# Any advice? Hes ruining my life! UPDATE..YES IT GETS WORSE



## sweetsammi

Hey girlies, hope you're all doing ok! Need abit of advice from ya'll! As your're all probs aware, I've had nothin but probs with the x when it comes to his fathering skills! Basically since driving him around without a car seat and turning up 3.5 hours late, things arent much better. He calls me 2days before to let me know when he is taking Oliver...and will not give me a time until the night before! This is no good to me because I then cant make any arrangements so my day is buggerd! I also feel its unfair on Oli because I want him to be in a routine when it comes to seein his daddy. One day he will ask 'when is daddy coming mummy?' and i cant give him an answer! To be fair, my x works shifts and comes from Derby to see him...but he knows what he'll be working 4weeks n advance-yet doesnt tell me till 2days before. Its like he's waiting for a better offer. Basically, if his mates are off work he'll spend the day with them-otherwise he'll come see his son! Totally unfair and not on in my opinion. He doesnt even pick him up til 12 so its njot like i have a day to myself anyway. And Oli spends the day crying and refusing to eat because he doesnt know his dad!
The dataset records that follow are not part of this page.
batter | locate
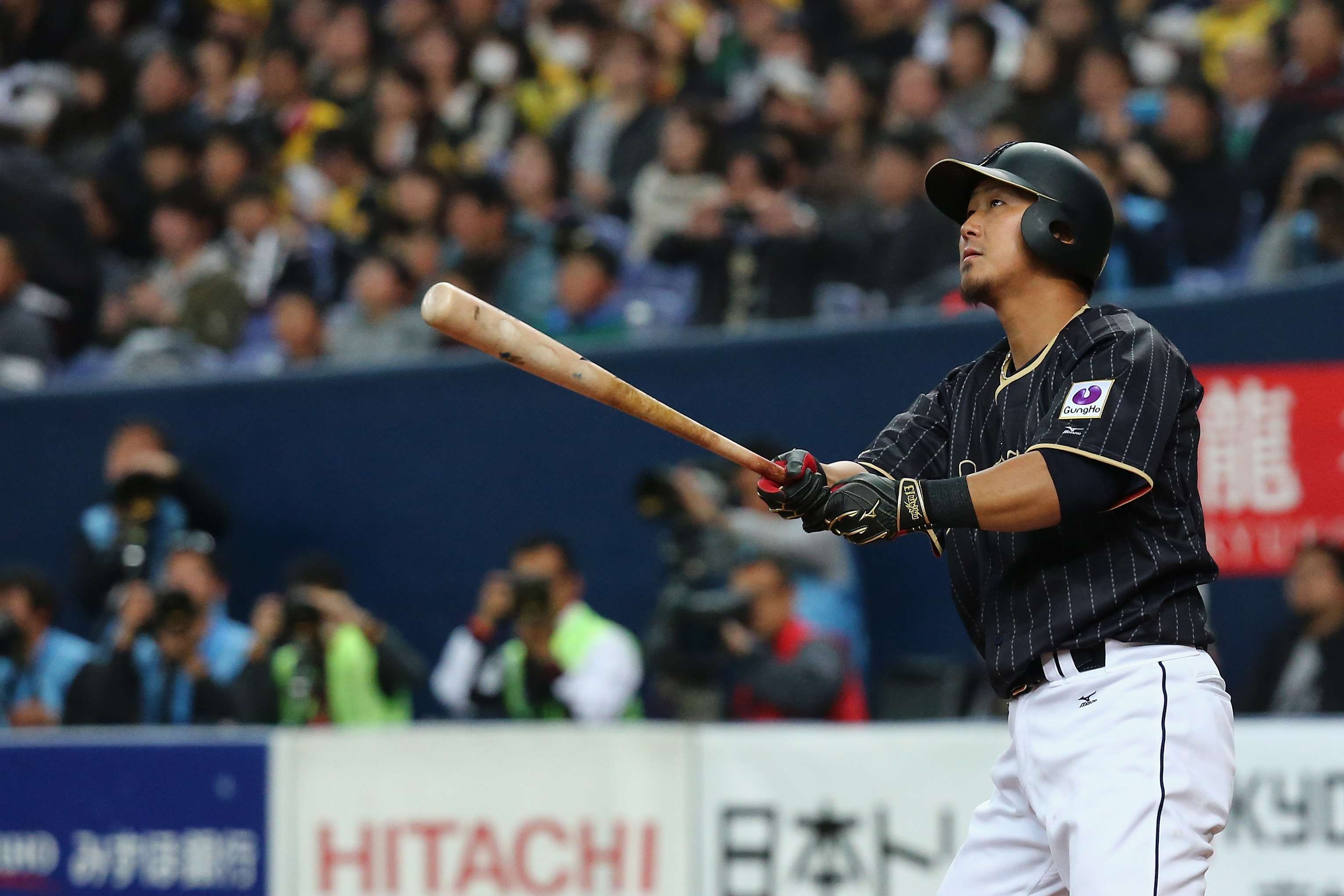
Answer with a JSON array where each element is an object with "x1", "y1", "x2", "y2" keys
[{"x1": 758, "y1": 142, "x2": 1232, "y2": 896}]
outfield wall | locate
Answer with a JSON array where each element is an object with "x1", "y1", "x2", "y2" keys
[{"x1": 0, "y1": 719, "x2": 1344, "y2": 896}]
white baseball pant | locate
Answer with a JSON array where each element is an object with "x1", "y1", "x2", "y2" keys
[{"x1": 938, "y1": 641, "x2": 1234, "y2": 896}]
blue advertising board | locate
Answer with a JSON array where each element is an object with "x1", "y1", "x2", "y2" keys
[{"x1": 0, "y1": 732, "x2": 266, "y2": 896}]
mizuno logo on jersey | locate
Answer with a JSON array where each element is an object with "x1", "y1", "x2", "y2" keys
[{"x1": 1059, "y1": 380, "x2": 1116, "y2": 420}]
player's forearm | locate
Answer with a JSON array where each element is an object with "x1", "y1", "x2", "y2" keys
[
  {"x1": 821, "y1": 461, "x2": 868, "y2": 485},
  {"x1": 966, "y1": 452, "x2": 1059, "y2": 532}
]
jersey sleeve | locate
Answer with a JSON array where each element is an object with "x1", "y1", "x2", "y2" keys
[
  {"x1": 857, "y1": 369, "x2": 960, "y2": 480},
  {"x1": 1028, "y1": 321, "x2": 1189, "y2": 509}
]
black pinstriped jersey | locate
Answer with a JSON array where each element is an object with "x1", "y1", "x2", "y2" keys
[{"x1": 859, "y1": 305, "x2": 1218, "y2": 696}]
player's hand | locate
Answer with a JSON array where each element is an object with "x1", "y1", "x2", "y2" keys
[
  {"x1": 476, "y1": 570, "x2": 513, "y2": 626},
  {"x1": 757, "y1": 449, "x2": 831, "y2": 532},
  {"x1": 825, "y1": 473, "x2": 932, "y2": 544}
]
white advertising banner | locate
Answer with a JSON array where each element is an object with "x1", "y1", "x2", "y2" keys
[
  {"x1": 1208, "y1": 719, "x2": 1344, "y2": 896},
  {"x1": 697, "y1": 721, "x2": 1008, "y2": 896},
  {"x1": 270, "y1": 723, "x2": 695, "y2": 896}
]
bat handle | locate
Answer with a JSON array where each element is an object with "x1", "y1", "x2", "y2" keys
[{"x1": 738, "y1": 452, "x2": 788, "y2": 485}]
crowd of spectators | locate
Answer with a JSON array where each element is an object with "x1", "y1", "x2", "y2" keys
[
  {"x1": 0, "y1": 0, "x2": 1344, "y2": 388},
  {"x1": 0, "y1": 419, "x2": 1344, "y2": 727}
]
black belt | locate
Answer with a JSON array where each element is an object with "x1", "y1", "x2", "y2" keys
[{"x1": 1008, "y1": 642, "x2": 1106, "y2": 698}]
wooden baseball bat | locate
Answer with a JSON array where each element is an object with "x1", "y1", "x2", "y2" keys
[{"x1": 421, "y1": 283, "x2": 784, "y2": 484}]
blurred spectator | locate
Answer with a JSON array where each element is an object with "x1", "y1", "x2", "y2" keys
[
  {"x1": 824, "y1": 128, "x2": 958, "y2": 307},
  {"x1": 140, "y1": 130, "x2": 200, "y2": 199},
  {"x1": 157, "y1": 532, "x2": 253, "y2": 686},
  {"x1": 553, "y1": 31, "x2": 663, "y2": 217},
  {"x1": 192, "y1": 33, "x2": 258, "y2": 123},
  {"x1": 382, "y1": 165, "x2": 444, "y2": 231},
  {"x1": 440, "y1": 32, "x2": 525, "y2": 173},
  {"x1": 327, "y1": 253, "x2": 438, "y2": 364},
  {"x1": 722, "y1": 557, "x2": 868, "y2": 721},
  {"x1": 915, "y1": 0, "x2": 1028, "y2": 81},
  {"x1": 430, "y1": 535, "x2": 644, "y2": 721},
  {"x1": 200, "y1": 125, "x2": 257, "y2": 203},
  {"x1": 1036, "y1": 0, "x2": 1096, "y2": 83},
  {"x1": 1223, "y1": 38, "x2": 1309, "y2": 219},
  {"x1": 626, "y1": 106, "x2": 723, "y2": 263},
  {"x1": 504, "y1": 134, "x2": 564, "y2": 242},
  {"x1": 1077, "y1": 44, "x2": 1129, "y2": 146},
  {"x1": 440, "y1": 175, "x2": 555, "y2": 326},
  {"x1": 149, "y1": 184, "x2": 231, "y2": 318},
  {"x1": 222, "y1": 183, "x2": 289, "y2": 307},
  {"x1": 672, "y1": 442, "x2": 868, "y2": 670},
  {"x1": 66, "y1": 582, "x2": 234, "y2": 726},
  {"x1": 247, "y1": 553, "x2": 426, "y2": 726},
  {"x1": 546, "y1": 227, "x2": 625, "y2": 339},
  {"x1": 0, "y1": 236, "x2": 55, "y2": 388},
  {"x1": 1283, "y1": 0, "x2": 1344, "y2": 116},
  {"x1": 882, "y1": 59, "x2": 951, "y2": 130},
  {"x1": 946, "y1": 15, "x2": 1012, "y2": 156},
  {"x1": 1011, "y1": 29, "x2": 1082, "y2": 155},
  {"x1": 1293, "y1": 170, "x2": 1344, "y2": 270},
  {"x1": 74, "y1": 420, "x2": 228, "y2": 619},
  {"x1": 235, "y1": 293, "x2": 327, "y2": 376},
  {"x1": 1250, "y1": 133, "x2": 1344, "y2": 283},
  {"x1": 313, "y1": 128, "x2": 378, "y2": 246},
  {"x1": 47, "y1": 43, "x2": 134, "y2": 176},
  {"x1": 1073, "y1": 144, "x2": 1172, "y2": 290},
  {"x1": 374, "y1": 63, "x2": 453, "y2": 173},
  {"x1": 1238, "y1": 544, "x2": 1344, "y2": 713},
  {"x1": 1145, "y1": 81, "x2": 1243, "y2": 269},
  {"x1": 250, "y1": 39, "x2": 344, "y2": 169},
  {"x1": 104, "y1": 47, "x2": 206, "y2": 220},
  {"x1": 0, "y1": 567, "x2": 93, "y2": 727},
  {"x1": 653, "y1": 151, "x2": 819, "y2": 324},
  {"x1": 313, "y1": 1, "x2": 374, "y2": 121},
  {"x1": 1196, "y1": 0, "x2": 1282, "y2": 87},
  {"x1": 808, "y1": 62, "x2": 878, "y2": 210},
  {"x1": 833, "y1": 0, "x2": 927, "y2": 83}
]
Example: Yesterday he took Oli at 11:30, he said he'd bring him home at 5:00pm. I went to an open day at college..just as I got on the bus my x rang sayin Oli wouldnt stop crying and did i know why!? WTF? So i said well have u fed him his lunch? No he said...wheres his bloody common sence?? Anyway ten mins later he rings back sayin he wont eat, hes too distressed, is he always a mardy baby? Hell no, he v rarely cries for anythin i say, its because he doesnt know u, u are a stranger to him. I said have u given him some bonjella? 'oh is there some in his bag, i didnt think to look' he said. grrrrrr. In the end I walked out of the college because i knew he would just keep ringin n i knew he'd end up bringin him home early. Good job too because on my way home he called sayin whre are u? I said im out. He said Oh well thats just great because we're bringin him home soon! It was only 2pm. I could hear Oli crying. I asked if he was ok. He said he is fine its just that his mum (he was stayin there) had to go out at 5 and she'd forgort to she would need to drop Oli off soon. I basically said to him that that was not my problem, his mum knew she was goin out and he cant just swap and change times like that! It wasnt fair on me or Oli. I said id been in an important meetin and had to leave because he didnt know what he was doin with our son! its a good job i dnt have a life of my own isnt it i said. He said im being out of order! All i ask for is af few hours to myself, and i cant, i have to be on stanby evertime he has Oli. Its just not on, im so angry and upset, wish he wouldnt bother. I keep askin nicely would he please let me know in advance when hes coming and he never does. I feel like sayin we make an agreement of we'll let the courts decide! But i dont wana be a bitch! :hissy: Its just that he keeps sayin its not his fault, tht im being unreasonable and i just dnt want him to b a part of oli's lifer! not true at all!x


----------



## MummyJade

Hi Didnt want to read and run, ur not being unfair at all huni, all you are wanting is your son to have a relationship with his dad, that is understandable. And you should have time to yourself just because your a mum doesnt mean you cant live your life. 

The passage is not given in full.